Condenada Cassandra

EL MUNDO 31/03/17
JORGE BUSTOS

LO PRIMERO que me sorprendió de la entrevista que ayer le hizo Ferreras a Cassandra Vera, la tuitera condenada a un año de prisión por la Audiencia, fue el timbre de su voz. Confieso que esperaba algo más melódico, o menos pedregoso, pero en todo caso no se me ocurriría bromear al respecto de la condición trans de la entrevistada, porque yo soy un hombre de mi tiempo. Lo segundo que me sorprendió es que ella no recordara haber escrito tuits como los que se reproducían a la derecha de la pantalla durante la entrevista:

–Esperemos que Cristina Cifuentes muera antes de las doce, será un puntazo que muera en el aniversario del pioletazo a otra rata.

Cuando uno logra cuajar un aforismo tan redondo, suele acordarse. Pero también es verdad que la condenada acumula tantos frutos de su versátil y caudaloso ingenio que no ha de ser fácil responsabilizarse de cada uno. «Qué pena que en el tapón de los San Fermines (sic) no haya muerto nadie». Es otra delicada pieza de su orfebrería mental.

Lo tercero que me sorprendió es que el debate derivó pronto de la defensa de la libertad de expresión, que ampara el humor más negro –debate que no existía porque todos allí estábamos de acuerdo–, a la justificación de la violencia como partera de la historia, como agente democrático. Esa idea tan arraigada en el alma del buen rojo español de que ETA es buena cuando asesina a Carrero y deja de serlo cuando vuela un Hipercor. Idea incompatible con cualquier concepción no bolivariana del derecho. Puesto que yo soy un hombre de mi tiempo, me limité a señalar que la pena de cárcel me parecía un disparate, como me lo parecía prohibir la circulación del autobús de Hazte Oír, porque la tolerancia se ejerce precisamente con aquellos mensajes que nos disgustan. Yo jamás diría en público que si las niñas del autobús tienen vulva, la barítona Cassandra en su lugar tiene Twitter, por mucho que me cubrieran los elásticos límites del humor, porque yo soy un hombre de mi tiempo, que es un tiempo muy poco partidario de gastar las bromas ideológicamente equivocadas.

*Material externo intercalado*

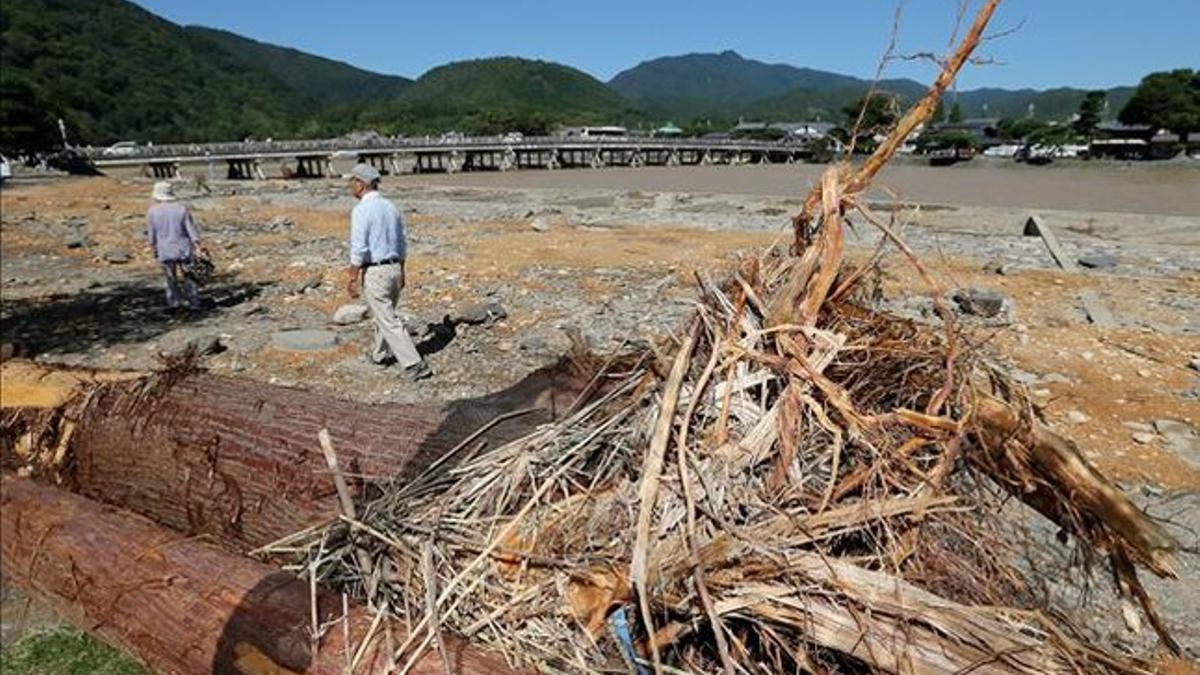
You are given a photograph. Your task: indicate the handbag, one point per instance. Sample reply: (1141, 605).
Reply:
(199, 268)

De Aristófanes a Rabelais, de Kundera a Eco, muchos genios han postulado brillantemente la ironía como ampliación de la libertad y disolvente del despotismo. En sus mejores logros, la sátira siempre obra efectos civilizadores. Ocurre que resulta difícil inscribir a Cassandra Vera en tan noble tradición. Del triste albañal de odio que tiene por cabeza está por nacer todavía alguna creación inspiradora, siquiera divertida, simplemente reseñable. En un país de moralistas ceñudos cualquier provocador estándar puede acceder al martirologio de la libertad de expresión –ahí están Rafael Merino o Quico Homs–, pero nunca como con esta muchacha se puso tan barato el linaje de Galileo. Ha abierto Vera una cuenta de PayPal para donaciones: los bienintencionados no podrán decir luego que no estaban advertidos por el ejemplo reciente de otro psicópata. Si Vera trafica con el humor, Paco Sanz lo hacía con la compasión.

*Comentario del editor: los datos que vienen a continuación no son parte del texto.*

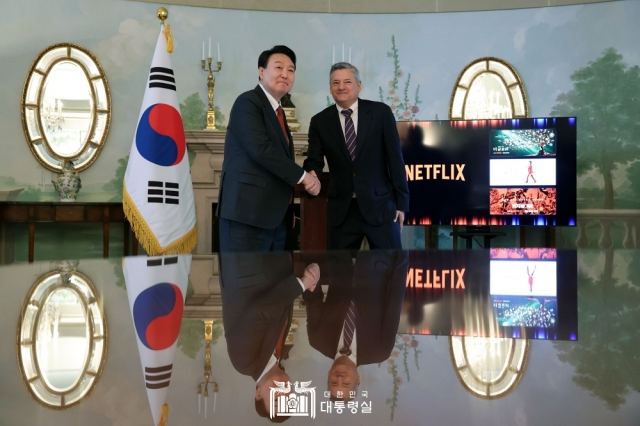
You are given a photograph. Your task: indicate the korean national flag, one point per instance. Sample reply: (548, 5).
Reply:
(158, 193)
(156, 287)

En el mito griego, Casandra fue una sacerdotisa condenada al don de la profecía desestimada: nadie creía sus desgracias. En la mitología tuitera actual, Cassandra parecerá también una visionaria incomprendida; no lo es, pero basta la condena de convivir cada día con su propio rencor. Me alegraré si es indultada, porque será el momento en que el Estado pruebe su superioridad moral sobre el hater común.